A trayliner being used in Subway restaurants in Germany was a tie-in to the documentary "Super Size Me," a look at the possibly unhealthy effects of eating at McDonald's. Subway said all such trayliners have been removed. (Courtesy of National Legal and Policy Center)

ARLINGTON, Va. — Subway franchise holders in Germany have killed a promotional tie-in to the documentary “Super Size Me” after conservative interest groups in the United States accused the campaign of fomenting “anti- American” sentiments.

Conservative groups, led by the Washington-based National Legal and Policy Center, began an Internet and letter-writing campaign late last week aimed at top Pentagon and Congressional leaders to protest tray liners that appeared in German Subway restaurants to promote the July 15 German premiere of the documentary “Super Size Me.”

In the film, which bills itself as “an irreverent look at obesity in America and one of its sources — fast food corporations,” independent filmmaker Morgan Spurlock gains 24 pounds after 30 days eating nothing but McDonald’s fast food, three times a day.

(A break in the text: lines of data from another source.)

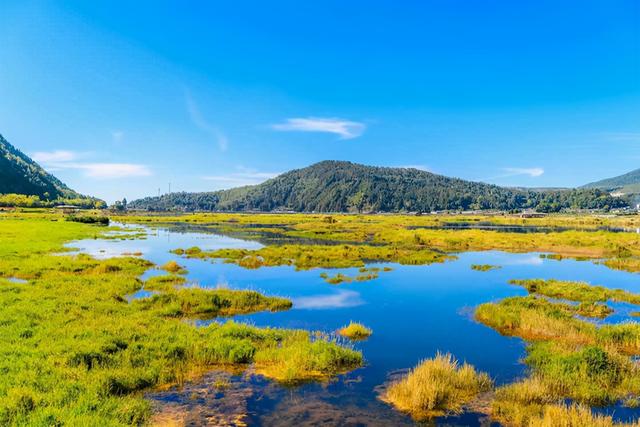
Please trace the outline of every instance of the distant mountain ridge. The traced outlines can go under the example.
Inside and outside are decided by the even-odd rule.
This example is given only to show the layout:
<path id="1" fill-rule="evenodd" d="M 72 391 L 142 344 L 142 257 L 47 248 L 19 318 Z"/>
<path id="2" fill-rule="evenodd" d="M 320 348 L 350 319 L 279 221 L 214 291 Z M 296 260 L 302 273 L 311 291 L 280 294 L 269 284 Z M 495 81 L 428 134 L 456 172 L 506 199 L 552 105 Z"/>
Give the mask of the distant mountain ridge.
<path id="1" fill-rule="evenodd" d="M 43 201 L 98 201 L 69 187 L 0 135 L 0 194 L 37 196 Z"/>
<path id="2" fill-rule="evenodd" d="M 327 160 L 259 185 L 204 193 L 171 193 L 130 208 L 184 211 L 431 212 L 627 206 L 598 189 L 531 191 L 450 178 L 411 168 Z"/>
<path id="3" fill-rule="evenodd" d="M 626 194 L 638 194 L 640 193 L 640 169 L 635 169 L 613 178 L 591 182 L 583 186 L 583 188 L 599 188 L 608 191 L 618 190 Z"/>

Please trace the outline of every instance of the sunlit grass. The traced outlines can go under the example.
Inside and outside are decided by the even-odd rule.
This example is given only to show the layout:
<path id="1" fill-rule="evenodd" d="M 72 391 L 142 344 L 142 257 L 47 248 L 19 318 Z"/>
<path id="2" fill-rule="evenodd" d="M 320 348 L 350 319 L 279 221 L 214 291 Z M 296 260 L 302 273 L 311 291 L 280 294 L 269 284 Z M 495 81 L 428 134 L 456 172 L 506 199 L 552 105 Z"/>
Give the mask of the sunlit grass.
<path id="1" fill-rule="evenodd" d="M 256 363 L 295 382 L 362 363 L 304 331 L 184 321 L 287 309 L 287 299 L 183 288 L 175 274 L 142 282 L 151 264 L 140 258 L 52 255 L 105 230 L 44 213 L 0 217 L 0 277 L 29 281 L 0 286 L 0 425 L 144 424 L 144 390 L 220 364 Z M 143 286 L 160 293 L 129 303 Z"/>
<path id="2" fill-rule="evenodd" d="M 460 412 L 479 393 L 492 388 L 491 378 L 473 366 L 460 365 L 450 354 L 422 361 L 391 384 L 382 399 L 416 419 Z"/>

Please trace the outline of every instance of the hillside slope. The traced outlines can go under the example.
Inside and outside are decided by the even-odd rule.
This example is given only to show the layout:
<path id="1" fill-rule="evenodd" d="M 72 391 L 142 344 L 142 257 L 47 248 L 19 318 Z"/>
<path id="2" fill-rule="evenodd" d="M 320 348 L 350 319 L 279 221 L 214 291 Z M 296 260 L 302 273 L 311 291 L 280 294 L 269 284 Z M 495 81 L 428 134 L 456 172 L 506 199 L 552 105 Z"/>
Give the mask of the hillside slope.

In July, the German distributor of “Super Size Me,” Prokino Filmverleih, reached an agreement with approximately 100 German Subway franchisees to provide free tray liners advertising the movie, according to Subway spokesman Les Winograd.

“Neither the German franchisees nor Subway paid for or created” the tray liners, Winograd said in a Tuesday telephone interview from Subway’s franchise headquarters in Milford, Conn.

The German Subway franchisees “were very heartsick to find there was a furor,” Winograd said. The promotion “was innocuous and innocent. There was no insult intended.”